Desde a criação, em 1903, o pelotão do Tour era seguido por um carro específico. Circulava atrás do último ciclista e fazia reluzir uma lanterne rouge para que se identificasse bem o final do grupo de corredores. A ideia de apostar na lanterna vermelha veio, por sua vez, dos clássicos comboios de passageiros, cuja última carruagem trazia uma luz vermelha.

A importância da lanterna-vermelha – ou lanterne rouge, red lantern, "lanterninha” – cresceu ainda mais ao longo das várias décadas da Volta a França, havendo luta pela camisola amarela, mas também… pelo último lugar.

Sem criar uma camisola ou uma cerimónia especial para o lanterna-vermelha, a organização do Tour sempre tentou ignorar a importância dada pelos adeptos e por alguns dos ciclistas a esta façanha.

O belga Wim Vansevenant é o recordista de lanternas vermelhas no Tour – 2006, 2007 e 2008 – e, em 2013, explicou ao Libération o gosto pelo insucesso: “É sempre melhor do que terminar em penúltimo. As pessoas destacam o vencedor e o último classificado. E até dizem ‘pobre rapaz, deve ter sofrido’”.

Mas chegou a haver lutas ferozes por este posto.
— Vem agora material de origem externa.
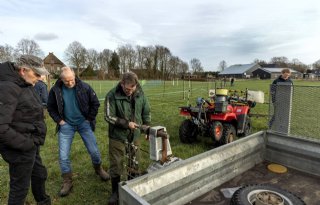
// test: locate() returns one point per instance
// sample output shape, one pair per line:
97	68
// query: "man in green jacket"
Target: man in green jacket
126	109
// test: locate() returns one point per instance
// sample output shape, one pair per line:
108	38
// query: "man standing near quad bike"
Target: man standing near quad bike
284	78
126	108
22	129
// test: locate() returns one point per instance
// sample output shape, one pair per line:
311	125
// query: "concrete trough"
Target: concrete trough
186	180
193	177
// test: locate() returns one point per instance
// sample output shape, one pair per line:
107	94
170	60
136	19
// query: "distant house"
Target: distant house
239	71
272	73
52	63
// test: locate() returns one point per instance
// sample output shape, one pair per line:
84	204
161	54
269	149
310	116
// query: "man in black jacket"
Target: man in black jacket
74	105
283	79
22	129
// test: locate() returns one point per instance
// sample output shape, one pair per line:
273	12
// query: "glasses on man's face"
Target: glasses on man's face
129	89
35	74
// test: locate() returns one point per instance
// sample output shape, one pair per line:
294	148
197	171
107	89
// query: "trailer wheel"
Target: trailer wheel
188	132
249	195
247	127
229	134
215	131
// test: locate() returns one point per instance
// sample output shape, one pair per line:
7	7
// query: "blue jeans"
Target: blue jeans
66	135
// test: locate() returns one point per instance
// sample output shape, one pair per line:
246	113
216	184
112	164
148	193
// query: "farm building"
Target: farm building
239	70
272	73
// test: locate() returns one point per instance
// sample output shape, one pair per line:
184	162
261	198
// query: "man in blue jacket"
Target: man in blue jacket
74	105
22	129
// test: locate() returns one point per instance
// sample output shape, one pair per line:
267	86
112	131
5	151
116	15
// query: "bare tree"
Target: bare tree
183	67
196	65
29	47
6	53
76	55
103	62
281	62
127	57
92	59
146	60
297	65
163	57
222	65
114	68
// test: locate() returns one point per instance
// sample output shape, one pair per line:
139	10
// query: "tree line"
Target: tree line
154	61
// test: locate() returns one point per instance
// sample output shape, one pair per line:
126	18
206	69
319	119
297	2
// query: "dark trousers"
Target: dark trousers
120	154
23	168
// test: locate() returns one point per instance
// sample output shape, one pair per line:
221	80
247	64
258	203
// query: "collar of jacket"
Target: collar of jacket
59	82
119	94
9	72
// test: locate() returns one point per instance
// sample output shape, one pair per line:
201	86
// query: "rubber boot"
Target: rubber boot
45	202
100	171
67	184
114	199
39	191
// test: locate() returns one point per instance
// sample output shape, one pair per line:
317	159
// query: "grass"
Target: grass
164	100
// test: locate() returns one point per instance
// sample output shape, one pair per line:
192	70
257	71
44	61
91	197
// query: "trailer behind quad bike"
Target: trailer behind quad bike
200	179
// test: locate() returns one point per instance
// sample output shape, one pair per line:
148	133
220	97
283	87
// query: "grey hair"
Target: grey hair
129	78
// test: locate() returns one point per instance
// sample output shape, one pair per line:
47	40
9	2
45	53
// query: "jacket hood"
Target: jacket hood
8	72
120	92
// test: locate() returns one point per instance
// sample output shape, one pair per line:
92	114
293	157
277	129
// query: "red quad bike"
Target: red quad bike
223	118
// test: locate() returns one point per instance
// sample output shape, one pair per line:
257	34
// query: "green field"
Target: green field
165	98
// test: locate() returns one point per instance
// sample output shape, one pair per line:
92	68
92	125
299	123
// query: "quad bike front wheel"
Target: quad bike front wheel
247	127
188	132
262	194
229	134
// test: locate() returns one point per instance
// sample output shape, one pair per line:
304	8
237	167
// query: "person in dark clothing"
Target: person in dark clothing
284	78
74	105
42	90
126	108
22	129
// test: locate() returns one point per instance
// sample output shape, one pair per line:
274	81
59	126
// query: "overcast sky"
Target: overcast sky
237	31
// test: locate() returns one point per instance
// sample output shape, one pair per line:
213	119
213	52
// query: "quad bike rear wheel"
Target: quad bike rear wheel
247	127
188	132
229	134
249	195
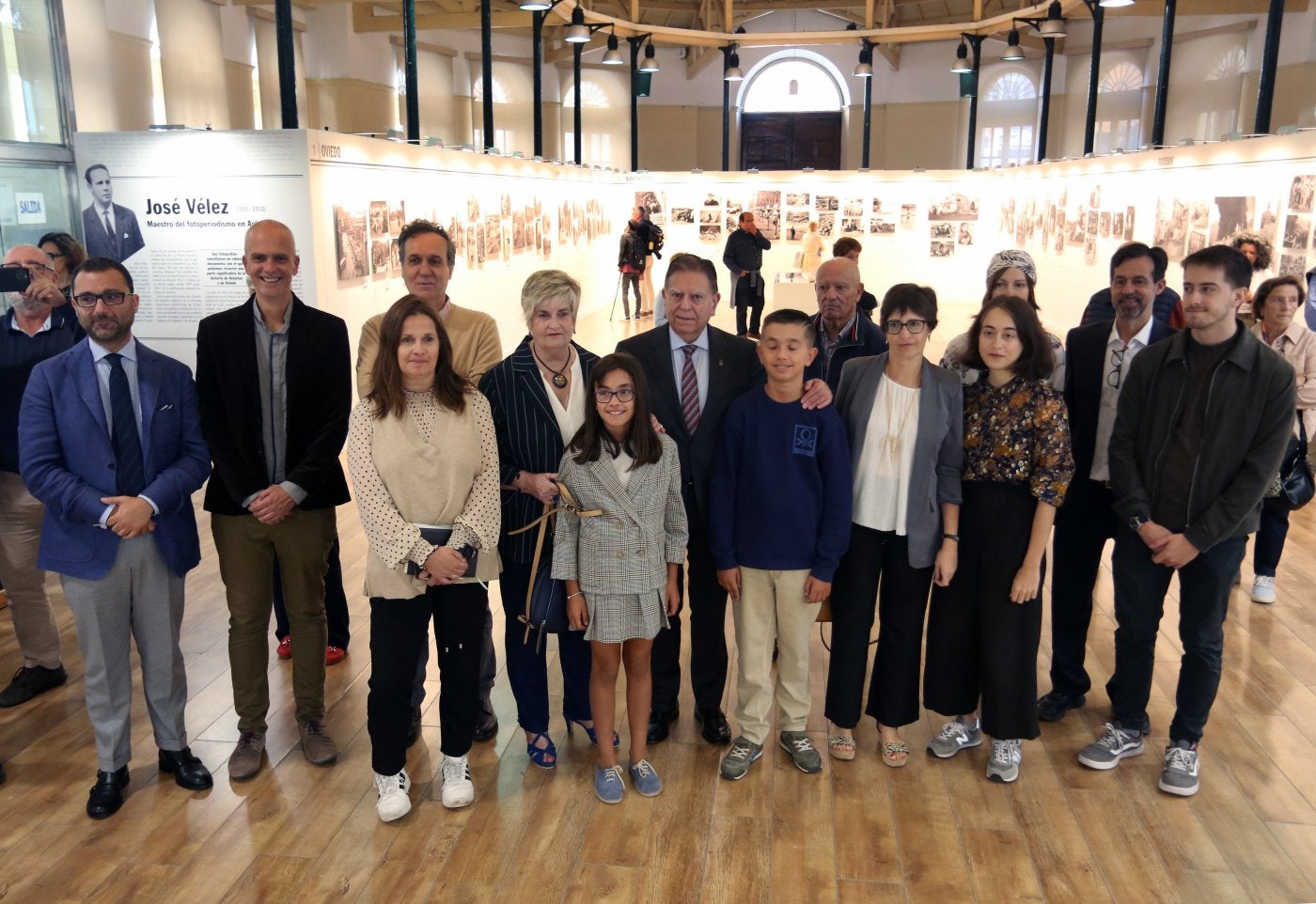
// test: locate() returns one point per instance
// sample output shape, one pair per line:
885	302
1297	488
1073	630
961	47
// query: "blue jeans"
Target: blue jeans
1140	587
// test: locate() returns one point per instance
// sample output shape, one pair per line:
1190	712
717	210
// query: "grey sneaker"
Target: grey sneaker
737	761
954	737
803	755
645	778
1180	775
1111	748
1004	761
608	786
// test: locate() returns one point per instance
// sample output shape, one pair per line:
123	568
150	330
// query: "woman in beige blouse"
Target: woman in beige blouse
423	453
1276	304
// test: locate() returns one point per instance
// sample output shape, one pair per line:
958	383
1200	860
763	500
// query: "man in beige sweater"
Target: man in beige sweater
428	258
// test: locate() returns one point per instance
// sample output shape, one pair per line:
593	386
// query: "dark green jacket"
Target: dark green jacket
1250	410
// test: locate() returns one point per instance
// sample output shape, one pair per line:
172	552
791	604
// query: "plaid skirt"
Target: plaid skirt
616	617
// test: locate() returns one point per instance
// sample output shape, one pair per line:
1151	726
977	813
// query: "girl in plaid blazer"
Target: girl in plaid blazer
619	559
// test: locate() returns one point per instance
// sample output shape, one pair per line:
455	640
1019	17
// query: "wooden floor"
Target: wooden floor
859	832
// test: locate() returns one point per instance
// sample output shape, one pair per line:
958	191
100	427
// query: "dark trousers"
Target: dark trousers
749	298
1082	529
399	630
980	647
1270	538
1140	587
526	661
632	283
872	557
336	601
707	633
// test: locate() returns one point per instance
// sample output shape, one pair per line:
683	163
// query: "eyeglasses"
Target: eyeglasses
604	397
89	299
915	326
1112	379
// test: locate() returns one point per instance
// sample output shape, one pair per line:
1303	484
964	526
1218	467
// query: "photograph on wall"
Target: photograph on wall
378	219
767	213
351	242
1300	194
953	207
1296	230
796	226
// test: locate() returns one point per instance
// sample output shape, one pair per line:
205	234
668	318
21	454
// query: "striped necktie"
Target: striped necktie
690	390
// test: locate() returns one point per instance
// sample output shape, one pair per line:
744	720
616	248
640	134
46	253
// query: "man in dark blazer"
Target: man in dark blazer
111	443
690	400
111	229
274	377
1098	357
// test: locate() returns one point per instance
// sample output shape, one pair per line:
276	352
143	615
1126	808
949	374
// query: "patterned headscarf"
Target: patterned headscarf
1013	258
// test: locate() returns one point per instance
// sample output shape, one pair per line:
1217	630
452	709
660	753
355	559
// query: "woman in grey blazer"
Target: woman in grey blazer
905	421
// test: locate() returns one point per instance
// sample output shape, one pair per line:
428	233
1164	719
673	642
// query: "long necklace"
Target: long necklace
559	377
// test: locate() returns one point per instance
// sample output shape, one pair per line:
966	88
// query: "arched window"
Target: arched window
791	86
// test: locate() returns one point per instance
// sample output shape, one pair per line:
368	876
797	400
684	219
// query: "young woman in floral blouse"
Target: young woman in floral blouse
983	628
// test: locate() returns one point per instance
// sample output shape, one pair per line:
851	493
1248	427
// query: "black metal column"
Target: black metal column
1162	74
487	70
1094	75
283	42
575	89
1045	115
1269	62
412	78
537	63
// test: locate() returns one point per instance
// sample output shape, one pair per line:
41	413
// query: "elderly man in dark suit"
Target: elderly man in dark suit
1099	355
111	443
274	377
695	371
111	229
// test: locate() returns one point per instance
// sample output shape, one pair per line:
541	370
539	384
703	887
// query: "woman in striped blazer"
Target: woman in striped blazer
539	395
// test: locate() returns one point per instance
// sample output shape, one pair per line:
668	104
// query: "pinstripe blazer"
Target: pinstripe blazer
642	526
528	440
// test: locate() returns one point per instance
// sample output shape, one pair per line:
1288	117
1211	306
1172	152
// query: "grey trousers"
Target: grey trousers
144	599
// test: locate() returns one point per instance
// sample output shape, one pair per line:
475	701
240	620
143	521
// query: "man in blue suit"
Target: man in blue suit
111	443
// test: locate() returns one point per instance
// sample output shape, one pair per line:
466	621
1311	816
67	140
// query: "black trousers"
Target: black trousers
980	647
707	633
399	630
877	557
1088	522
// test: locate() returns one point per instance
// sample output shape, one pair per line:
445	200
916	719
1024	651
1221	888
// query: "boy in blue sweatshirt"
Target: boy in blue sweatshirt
780	520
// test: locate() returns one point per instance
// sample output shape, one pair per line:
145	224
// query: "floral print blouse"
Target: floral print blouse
1019	434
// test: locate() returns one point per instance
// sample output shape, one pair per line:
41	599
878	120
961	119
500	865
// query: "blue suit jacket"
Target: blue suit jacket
68	460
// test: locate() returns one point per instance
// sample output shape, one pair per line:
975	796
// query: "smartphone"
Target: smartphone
15	279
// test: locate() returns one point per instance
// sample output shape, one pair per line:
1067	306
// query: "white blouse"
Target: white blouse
885	460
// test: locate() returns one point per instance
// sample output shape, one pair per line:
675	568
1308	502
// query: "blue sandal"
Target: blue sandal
543	756
594	739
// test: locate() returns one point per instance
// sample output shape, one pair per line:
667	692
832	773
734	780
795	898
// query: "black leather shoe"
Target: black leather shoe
107	795
713	725
660	724
188	772
486	723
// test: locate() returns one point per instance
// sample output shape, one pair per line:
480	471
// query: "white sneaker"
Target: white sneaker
394	801
458	788
1262	588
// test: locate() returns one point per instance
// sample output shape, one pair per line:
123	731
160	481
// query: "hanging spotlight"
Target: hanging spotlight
649	63
961	63
1012	49
579	32
865	69
732	71
614	55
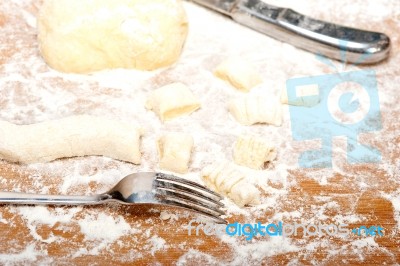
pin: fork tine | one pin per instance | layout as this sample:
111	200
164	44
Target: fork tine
190	198
189	184
187	191
171	201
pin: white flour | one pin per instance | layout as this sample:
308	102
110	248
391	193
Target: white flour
30	93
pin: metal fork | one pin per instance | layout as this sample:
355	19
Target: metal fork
138	188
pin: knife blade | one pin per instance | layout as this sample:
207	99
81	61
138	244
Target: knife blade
317	36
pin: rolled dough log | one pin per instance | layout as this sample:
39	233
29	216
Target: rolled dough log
83	36
73	136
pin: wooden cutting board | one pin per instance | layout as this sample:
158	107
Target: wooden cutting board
364	194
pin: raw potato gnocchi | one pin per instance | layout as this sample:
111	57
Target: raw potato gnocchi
239	73
253	109
172	100
253	152
174	150
69	137
227	180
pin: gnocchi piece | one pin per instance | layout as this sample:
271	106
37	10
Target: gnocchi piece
79	135
306	95
227	180
253	152
172	100
253	109
175	150
239	73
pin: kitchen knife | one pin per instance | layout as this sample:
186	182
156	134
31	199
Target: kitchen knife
328	39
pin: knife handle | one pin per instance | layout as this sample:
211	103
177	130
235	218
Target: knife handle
328	39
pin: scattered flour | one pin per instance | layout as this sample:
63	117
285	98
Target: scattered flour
32	93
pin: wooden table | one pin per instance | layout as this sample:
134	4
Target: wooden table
365	194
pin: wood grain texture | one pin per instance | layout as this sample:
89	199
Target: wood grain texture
363	191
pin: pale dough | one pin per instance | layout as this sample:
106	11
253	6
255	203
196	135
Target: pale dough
84	36
68	137
239	73
306	95
175	149
253	109
253	152
226	179
172	100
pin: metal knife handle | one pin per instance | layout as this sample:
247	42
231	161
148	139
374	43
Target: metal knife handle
317	36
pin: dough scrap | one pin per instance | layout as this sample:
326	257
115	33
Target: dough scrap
239	73
175	149
306	95
253	109
172	100
227	180
69	137
82	36
253	152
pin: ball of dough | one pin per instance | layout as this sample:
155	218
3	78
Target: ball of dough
83	36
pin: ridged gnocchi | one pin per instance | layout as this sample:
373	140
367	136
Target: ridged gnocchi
253	152
172	100
253	109
175	150
227	180
239	73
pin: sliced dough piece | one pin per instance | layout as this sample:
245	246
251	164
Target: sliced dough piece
227	180
253	152
306	95
175	150
172	100
253	109
68	137
239	73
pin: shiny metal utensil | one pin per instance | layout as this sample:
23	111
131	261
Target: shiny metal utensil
328	39
138	188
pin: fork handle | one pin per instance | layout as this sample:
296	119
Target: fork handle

Em 2008, Vansevenant queria garantir o “hat-trick do insucesso” e, na etapa dos Campos Elísios, parou a meio de uma das voltas ao circuito final, para garantir que Bernhard Eisel não acabaria mais atrás. “Entro na história à minha maneira”, disparou.

Anos antes, em 1979, Gerhard Schönbacher percebeu que a lanterna-vermelha era uma publicidade extraordinária, mas teve um rival: Philippe Tesnière, o lanterna-vermelha do ano anterior, queria fazer o “bis” e ambos pedalaram lentamente no contra-relógio da penúltima etapa, com o propósito de perderem tempo.

Tesnière abusou e acabou por falhar o tempo máximo de controlo, sendo desclassificado. Na última etapa, nos Campos Elísios, Schönbacher parou e beijou o chão, quando percebeu que já ninguém lhe roubaria a “honra” de ser o pior ciclista do Tour.

Pergunta o leitor: “Tudo isso só para ser falado nos media?”. Sim. E com razão. Durante anos, os prémios e salários dos ciclistas eram baixos, pelo que era através da publicidade que os corredores conseguiram convites para provas e eventos de exibição – e estes poderiam triplicar-lhes o salário anual.